Moving kids around affects the average proficiency rates of schools, not students.

Placing a minority of low-achievers in schools with a majority of high-achievers will ensure equality – in that all schools will post more or less the same average passing rates (though do see my caveat above about there not being enough high-scorers to go around).

But the kids who were passing before will keep passing (their parents can afford test prep and other outside enrichment). And the kids who were failing before will keep failing.

Yes, a handful of those who were on the bubble will undoubtedly profit from the new peer-group. (You know me, I believe the main benefit to a Specialized High School is the other kids, not the teachers or the administration or the facilities).

So maybe we’ll hit a whopping 50 percent of NYC kids performing at grade level. Not really a cause to celebrate in my book. (Let’s set aside for now that kids who might have been at the top of a weaker school may end up at the bottom of a stronger one, and there’s research demonstrating it affecting their life trajectories.)

What about the remaining 50 percent who weren’t even within striking distance? The ones who enter high school, middle school, and elementary school so far behind that we’re no longer talking about equality but equity. Not giving every student the same thing, but giving every student the specific thing they need to succeed.

What will happen to that once all NYC schools are performing “above average,” and the DOE is patting itself on the back over their great achievement in equality (and diversity!)?

What incentive will there be to help those who are “below average,” when it’s no longer as obvious as “good” and “bad” schools?

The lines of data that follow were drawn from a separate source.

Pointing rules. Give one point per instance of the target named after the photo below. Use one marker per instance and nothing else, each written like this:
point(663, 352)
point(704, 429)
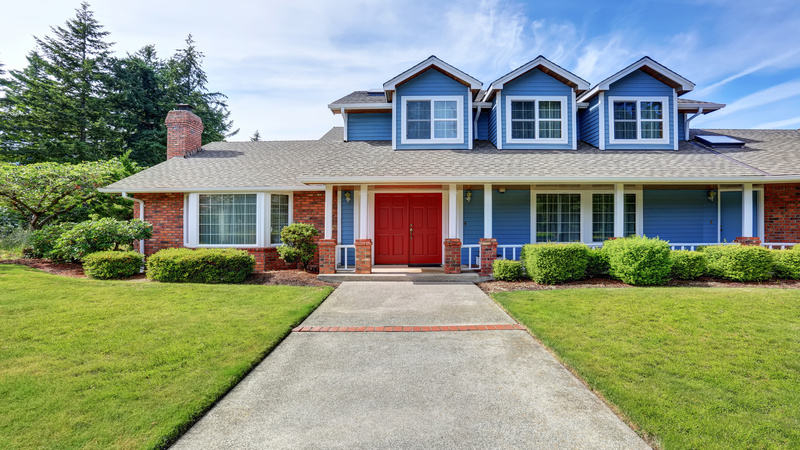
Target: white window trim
point(459, 139)
point(263, 210)
point(564, 119)
point(639, 140)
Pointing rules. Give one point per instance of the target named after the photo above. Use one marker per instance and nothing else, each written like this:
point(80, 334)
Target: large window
point(558, 217)
point(227, 219)
point(641, 120)
point(531, 120)
point(432, 120)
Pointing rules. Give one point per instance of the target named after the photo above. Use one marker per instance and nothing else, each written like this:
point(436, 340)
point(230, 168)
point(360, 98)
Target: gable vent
point(715, 141)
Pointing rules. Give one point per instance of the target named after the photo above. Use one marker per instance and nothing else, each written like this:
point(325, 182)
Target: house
point(433, 169)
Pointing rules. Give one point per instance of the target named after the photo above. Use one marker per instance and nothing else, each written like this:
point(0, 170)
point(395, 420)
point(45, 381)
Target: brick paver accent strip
point(410, 329)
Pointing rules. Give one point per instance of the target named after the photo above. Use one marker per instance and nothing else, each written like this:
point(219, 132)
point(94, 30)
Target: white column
point(363, 213)
point(328, 211)
point(487, 210)
point(619, 210)
point(747, 210)
point(452, 216)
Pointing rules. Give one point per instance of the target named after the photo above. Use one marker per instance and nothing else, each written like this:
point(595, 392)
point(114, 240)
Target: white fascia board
point(391, 85)
point(553, 180)
point(213, 189)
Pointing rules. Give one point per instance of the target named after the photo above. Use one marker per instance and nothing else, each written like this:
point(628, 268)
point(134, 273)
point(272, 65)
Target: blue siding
point(640, 84)
point(680, 216)
point(589, 123)
point(511, 217)
point(432, 83)
point(473, 224)
point(369, 127)
point(534, 83)
point(347, 223)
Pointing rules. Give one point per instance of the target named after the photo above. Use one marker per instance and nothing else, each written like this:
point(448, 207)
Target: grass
point(692, 367)
point(125, 364)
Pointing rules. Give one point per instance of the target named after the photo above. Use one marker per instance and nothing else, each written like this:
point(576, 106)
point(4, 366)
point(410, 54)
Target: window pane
point(445, 110)
point(227, 219)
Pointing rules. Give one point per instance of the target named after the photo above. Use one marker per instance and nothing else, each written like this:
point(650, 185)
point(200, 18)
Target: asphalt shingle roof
point(284, 163)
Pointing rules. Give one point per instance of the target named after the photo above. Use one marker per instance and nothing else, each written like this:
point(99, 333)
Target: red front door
point(408, 228)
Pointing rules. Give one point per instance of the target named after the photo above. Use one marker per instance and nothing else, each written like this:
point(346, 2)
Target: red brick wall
point(782, 213)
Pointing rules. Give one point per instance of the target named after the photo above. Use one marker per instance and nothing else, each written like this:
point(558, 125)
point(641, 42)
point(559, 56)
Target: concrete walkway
point(434, 389)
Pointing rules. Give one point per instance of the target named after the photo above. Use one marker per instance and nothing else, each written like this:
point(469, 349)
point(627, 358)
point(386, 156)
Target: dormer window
point(638, 120)
point(432, 120)
point(536, 120)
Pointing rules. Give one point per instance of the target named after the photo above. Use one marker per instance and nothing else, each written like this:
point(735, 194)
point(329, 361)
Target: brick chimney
point(184, 132)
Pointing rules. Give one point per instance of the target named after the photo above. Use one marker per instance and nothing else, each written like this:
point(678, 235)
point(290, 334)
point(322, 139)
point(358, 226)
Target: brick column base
point(488, 255)
point(363, 255)
point(327, 256)
point(452, 256)
point(744, 240)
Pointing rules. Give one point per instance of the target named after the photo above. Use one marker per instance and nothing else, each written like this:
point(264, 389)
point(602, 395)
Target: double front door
point(408, 228)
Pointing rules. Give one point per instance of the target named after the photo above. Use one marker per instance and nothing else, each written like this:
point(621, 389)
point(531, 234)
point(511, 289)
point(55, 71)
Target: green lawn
point(692, 367)
point(127, 364)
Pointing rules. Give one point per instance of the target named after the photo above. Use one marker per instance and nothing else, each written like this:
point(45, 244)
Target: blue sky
point(282, 62)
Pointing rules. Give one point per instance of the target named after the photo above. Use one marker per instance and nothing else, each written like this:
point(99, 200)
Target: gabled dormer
point(636, 108)
point(534, 107)
point(432, 106)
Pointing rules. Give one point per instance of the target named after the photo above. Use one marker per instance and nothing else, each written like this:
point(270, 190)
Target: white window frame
point(538, 140)
point(459, 139)
point(263, 212)
point(639, 140)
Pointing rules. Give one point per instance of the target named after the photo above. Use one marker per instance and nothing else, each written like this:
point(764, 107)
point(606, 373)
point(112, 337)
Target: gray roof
point(283, 164)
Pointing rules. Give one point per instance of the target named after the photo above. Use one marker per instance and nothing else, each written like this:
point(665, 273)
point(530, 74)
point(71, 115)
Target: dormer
point(636, 108)
point(432, 106)
point(534, 107)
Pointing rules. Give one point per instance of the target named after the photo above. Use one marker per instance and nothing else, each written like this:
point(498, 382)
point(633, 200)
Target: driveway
point(417, 389)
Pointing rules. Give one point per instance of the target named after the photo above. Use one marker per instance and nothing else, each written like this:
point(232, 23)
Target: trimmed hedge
point(555, 263)
point(506, 270)
point(787, 263)
point(112, 265)
point(204, 265)
point(688, 265)
point(639, 260)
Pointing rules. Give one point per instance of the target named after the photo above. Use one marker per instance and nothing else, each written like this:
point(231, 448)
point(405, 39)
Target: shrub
point(298, 243)
point(204, 265)
point(555, 263)
point(42, 242)
point(688, 265)
point(787, 263)
point(639, 260)
point(112, 265)
point(597, 263)
point(99, 235)
point(505, 270)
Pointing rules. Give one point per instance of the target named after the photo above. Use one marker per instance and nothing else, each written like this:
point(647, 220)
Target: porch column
point(328, 211)
point(747, 210)
point(619, 210)
point(487, 211)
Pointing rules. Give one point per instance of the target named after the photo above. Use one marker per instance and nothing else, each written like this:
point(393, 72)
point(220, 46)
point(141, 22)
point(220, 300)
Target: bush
point(639, 260)
point(787, 263)
point(505, 270)
point(112, 265)
point(99, 235)
point(597, 263)
point(555, 263)
point(688, 265)
point(298, 243)
point(204, 265)
point(42, 242)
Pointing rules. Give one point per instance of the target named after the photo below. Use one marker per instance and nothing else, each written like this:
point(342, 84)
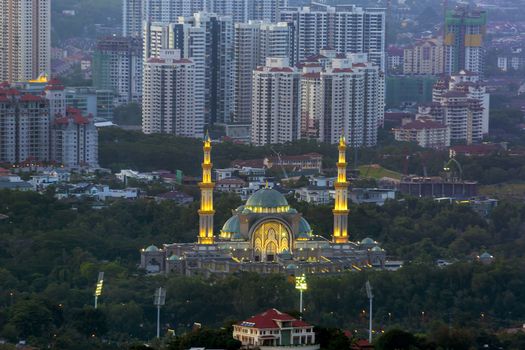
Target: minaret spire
point(206, 211)
point(340, 211)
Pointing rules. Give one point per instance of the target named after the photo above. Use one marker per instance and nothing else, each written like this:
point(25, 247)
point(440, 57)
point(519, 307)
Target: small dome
point(368, 241)
point(304, 227)
point(285, 254)
point(267, 198)
point(231, 225)
point(237, 237)
point(152, 248)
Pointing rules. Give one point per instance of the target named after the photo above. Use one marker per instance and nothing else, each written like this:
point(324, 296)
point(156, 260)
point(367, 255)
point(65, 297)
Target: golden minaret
point(206, 211)
point(341, 197)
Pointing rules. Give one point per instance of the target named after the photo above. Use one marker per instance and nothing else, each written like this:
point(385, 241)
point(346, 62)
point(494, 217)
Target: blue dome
point(231, 225)
point(368, 241)
point(266, 198)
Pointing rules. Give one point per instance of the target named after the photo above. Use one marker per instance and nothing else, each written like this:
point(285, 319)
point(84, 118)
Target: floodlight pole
point(370, 322)
point(158, 321)
point(300, 304)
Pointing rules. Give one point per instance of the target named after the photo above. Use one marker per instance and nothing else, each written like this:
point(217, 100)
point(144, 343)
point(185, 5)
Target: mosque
point(265, 235)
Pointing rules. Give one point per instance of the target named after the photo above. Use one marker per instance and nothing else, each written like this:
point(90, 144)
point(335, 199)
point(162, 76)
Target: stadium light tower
point(370, 298)
point(98, 289)
point(300, 283)
point(159, 300)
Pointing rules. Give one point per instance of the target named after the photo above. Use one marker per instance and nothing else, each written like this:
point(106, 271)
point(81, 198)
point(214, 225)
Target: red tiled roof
point(30, 98)
point(423, 123)
point(269, 318)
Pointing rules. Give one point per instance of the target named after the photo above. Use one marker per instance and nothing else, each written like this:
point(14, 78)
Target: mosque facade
point(265, 235)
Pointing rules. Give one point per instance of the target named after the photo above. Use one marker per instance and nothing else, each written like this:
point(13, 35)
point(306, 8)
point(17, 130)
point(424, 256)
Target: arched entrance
point(269, 238)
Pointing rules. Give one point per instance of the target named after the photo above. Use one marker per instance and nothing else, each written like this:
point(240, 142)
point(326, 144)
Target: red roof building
point(274, 329)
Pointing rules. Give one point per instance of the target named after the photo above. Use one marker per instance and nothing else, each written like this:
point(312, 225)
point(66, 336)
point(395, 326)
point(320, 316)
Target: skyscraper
point(117, 66)
point(346, 29)
point(218, 64)
point(168, 104)
point(464, 35)
point(276, 101)
point(254, 42)
point(25, 39)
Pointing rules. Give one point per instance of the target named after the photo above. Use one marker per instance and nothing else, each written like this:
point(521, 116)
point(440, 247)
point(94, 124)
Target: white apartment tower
point(276, 103)
point(341, 96)
point(117, 66)
point(345, 28)
point(25, 39)
point(254, 42)
point(168, 104)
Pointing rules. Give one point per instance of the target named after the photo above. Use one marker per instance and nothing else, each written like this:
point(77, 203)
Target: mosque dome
point(231, 226)
point(267, 198)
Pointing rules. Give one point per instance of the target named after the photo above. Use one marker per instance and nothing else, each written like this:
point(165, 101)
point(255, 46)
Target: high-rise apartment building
point(37, 127)
point(464, 35)
point(117, 66)
point(136, 12)
point(341, 96)
point(74, 140)
point(276, 103)
point(168, 104)
point(344, 28)
point(426, 57)
point(460, 102)
point(25, 39)
point(254, 42)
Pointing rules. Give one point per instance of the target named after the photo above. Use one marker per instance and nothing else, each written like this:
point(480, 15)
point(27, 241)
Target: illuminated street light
point(98, 289)
point(300, 283)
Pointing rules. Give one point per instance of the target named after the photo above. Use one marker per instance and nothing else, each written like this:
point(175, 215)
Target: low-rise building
point(230, 185)
point(274, 329)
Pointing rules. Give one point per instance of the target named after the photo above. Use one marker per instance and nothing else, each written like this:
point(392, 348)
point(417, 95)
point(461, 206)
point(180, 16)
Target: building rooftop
point(269, 320)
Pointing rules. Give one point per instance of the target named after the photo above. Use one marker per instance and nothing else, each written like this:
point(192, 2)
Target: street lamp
point(370, 298)
point(98, 289)
point(300, 283)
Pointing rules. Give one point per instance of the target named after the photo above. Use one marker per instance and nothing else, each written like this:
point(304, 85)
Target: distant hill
point(87, 13)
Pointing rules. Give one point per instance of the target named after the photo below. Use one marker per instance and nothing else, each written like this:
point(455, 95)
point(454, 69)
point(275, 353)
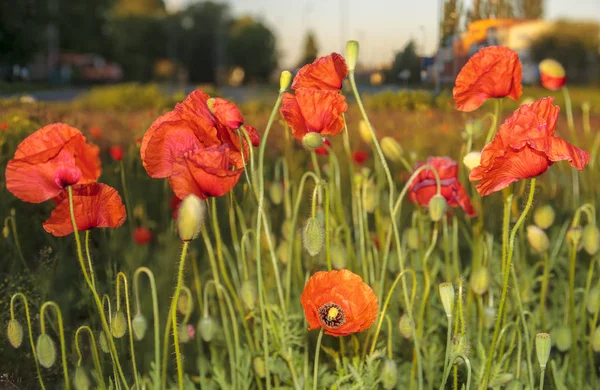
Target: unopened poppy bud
point(437, 207)
point(118, 325)
point(406, 327)
point(312, 140)
point(480, 280)
point(351, 55)
point(543, 344)
point(285, 79)
point(46, 350)
point(389, 374)
point(537, 239)
point(391, 149)
point(563, 338)
point(14, 332)
point(364, 132)
point(248, 294)
point(207, 328)
point(591, 239)
point(472, 160)
point(190, 217)
point(276, 193)
point(313, 235)
point(258, 363)
point(139, 326)
point(447, 295)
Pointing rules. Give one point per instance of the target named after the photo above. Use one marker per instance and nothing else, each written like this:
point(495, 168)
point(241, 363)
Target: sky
point(382, 27)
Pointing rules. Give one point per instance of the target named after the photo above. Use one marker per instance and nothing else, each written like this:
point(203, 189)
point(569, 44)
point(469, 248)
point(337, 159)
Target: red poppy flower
point(50, 159)
point(493, 72)
point(94, 205)
point(116, 152)
point(312, 110)
point(142, 235)
point(339, 302)
point(423, 187)
point(327, 73)
point(524, 147)
point(360, 156)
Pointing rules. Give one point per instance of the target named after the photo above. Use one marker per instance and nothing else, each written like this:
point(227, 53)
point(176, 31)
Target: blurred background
point(63, 47)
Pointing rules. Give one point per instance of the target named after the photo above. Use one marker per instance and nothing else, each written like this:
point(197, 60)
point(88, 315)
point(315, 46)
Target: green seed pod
point(406, 327)
point(480, 280)
point(276, 192)
point(437, 207)
point(15, 333)
point(339, 257)
point(563, 338)
point(103, 342)
point(248, 294)
point(81, 381)
point(313, 236)
point(593, 301)
point(389, 375)
point(543, 345)
point(139, 326)
point(544, 216)
point(207, 328)
point(591, 239)
point(46, 350)
point(537, 238)
point(118, 326)
point(312, 140)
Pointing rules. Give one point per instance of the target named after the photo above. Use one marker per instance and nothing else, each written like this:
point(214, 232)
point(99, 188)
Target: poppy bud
point(118, 325)
point(543, 344)
point(312, 140)
point(596, 340)
point(285, 79)
point(543, 216)
point(591, 239)
point(391, 149)
point(480, 280)
point(406, 327)
point(46, 350)
point(351, 55)
point(313, 235)
point(81, 381)
point(248, 294)
point(207, 328)
point(139, 326)
point(437, 207)
point(537, 239)
point(190, 217)
point(276, 193)
point(389, 374)
point(447, 296)
point(472, 160)
point(15, 333)
point(593, 300)
point(563, 338)
point(364, 132)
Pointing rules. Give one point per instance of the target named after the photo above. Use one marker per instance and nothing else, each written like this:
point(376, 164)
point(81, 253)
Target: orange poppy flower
point(493, 72)
point(50, 159)
point(94, 205)
point(524, 147)
point(424, 187)
point(326, 73)
point(339, 302)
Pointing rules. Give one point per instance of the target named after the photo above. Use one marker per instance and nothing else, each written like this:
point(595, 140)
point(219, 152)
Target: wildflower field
point(327, 240)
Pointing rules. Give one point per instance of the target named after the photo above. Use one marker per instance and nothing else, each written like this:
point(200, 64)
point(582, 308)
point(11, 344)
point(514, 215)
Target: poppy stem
point(505, 278)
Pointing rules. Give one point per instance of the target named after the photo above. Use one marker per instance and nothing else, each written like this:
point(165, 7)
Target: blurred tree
point(311, 49)
point(407, 60)
point(252, 47)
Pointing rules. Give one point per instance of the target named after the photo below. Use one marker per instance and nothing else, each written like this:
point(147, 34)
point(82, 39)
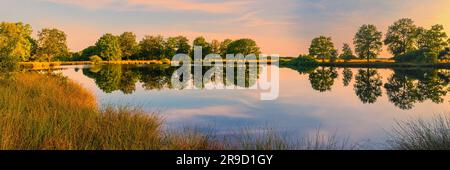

Will any complaint be greeted with the offended rejoiner, “Look at these uniform test scores! Over half the kids in every school aren’t failing! What more proof do you need that all NYC schools are equally “good” and all kids are getting the exact same math? What do you want from us, pools and polo?”

 

What do you think?

2 thoughts on “The Big Con: Why NYC’s Plan For Raising Student Achievement Isn’t Close To Good Enough For All Kids

  1. While I agree with the content and heart of what you are saying, I don’t see any advantage to calling out the Principal at Computer School, who has been one of the few voices calling out the racism and offensive speech of white and advantages parents in the district.

    1. Henry Zymeck wrote a comment on an earlier post of mine. You can see it, here: http://newyorkschooltalk.org/2018/06/school-not-family-flawed-metaphor-hurts-kids/. I asked him a follow up question about what benefit his school will bring to students who are not performing at grade level considering that he currently has an even larger number of students already not performing at grade level. He did not reply.

      This is the biggest issue in this entire initiative, people are so busy “calling out the racism and offensive speech of white and advantages parents in the district,” they have absolutely nothing to say about how they will actually fix the situation for those without advantages. Henry Zymeck has gotten a lot of press for his words, while kids – the majority of whom are not white, and not wealthy – at his school are already failing, and he’s not doing anything about it. He is hardly the only principal in this situation, but he is one of the few who has made himself the subject of the story. He is ready to “welcome” these new students. Is he ready to teach them?